И тут-то меня озарило — я узнал этот голос. Это был тот же самый голосина, который говорил со мной по телефону, еще мальчишеский, но уже переходивший в мужской — неприятный, грубый, не вязавшийся с его возрастом. Потом, ударив ногой по мячу, Фердинандо добавил:

— На тебе, съешь!

Теперь я узнал и это слово.

В первый момент я хотел позвать его и, схватив за руку, гнать кулаками до самого дома. Обозвать отца старым дураком, старикашкой, обругать мачеху оскорбительными словами, какие я даже не решаюсь произнести, — пусть даже все это было справедливо, но сын, родной сын, должен уважать родителей.

Потом он заметил меня и, оставив мяч, запыхавшийся, бросился навстречу, крича все тем же голосом:

— А, пап… что ты тут делаешь?.. Я тебя и не заметил.

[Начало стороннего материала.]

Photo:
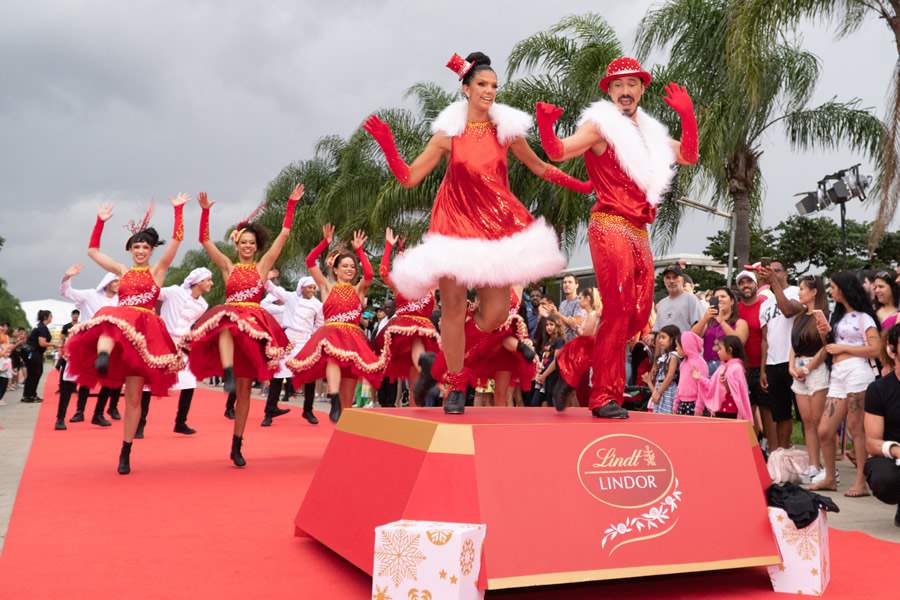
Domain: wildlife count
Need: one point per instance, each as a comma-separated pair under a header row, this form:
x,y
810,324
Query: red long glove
x,y
178,230
380,130
547,115
204,225
313,257
368,274
678,98
555,176
96,233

И тут я сразу почувствовал себя обезоруженным: он

был до того безобразен в своем слишком длинном пальто, с огромным носищем и косыми глазами, и в то же время было ясно, что, увидев меня, он страшно обрадовался. Я пробормотал:

— Фердинандо, если хочешь закончить игру, оставайся, я пойду домой.

А он:

— Я уже кончил… Пошли… — И очень довольный, он взял меня под руку, и мы направились к Тибру. Медленно шли мы по солнцу и молчали. И я думал, что, в конце концов, он говорил мне по телефону чистую правду и объяснял мою ошибку. А если сын не скажет правду отцу, то кто же тогда ее скажет?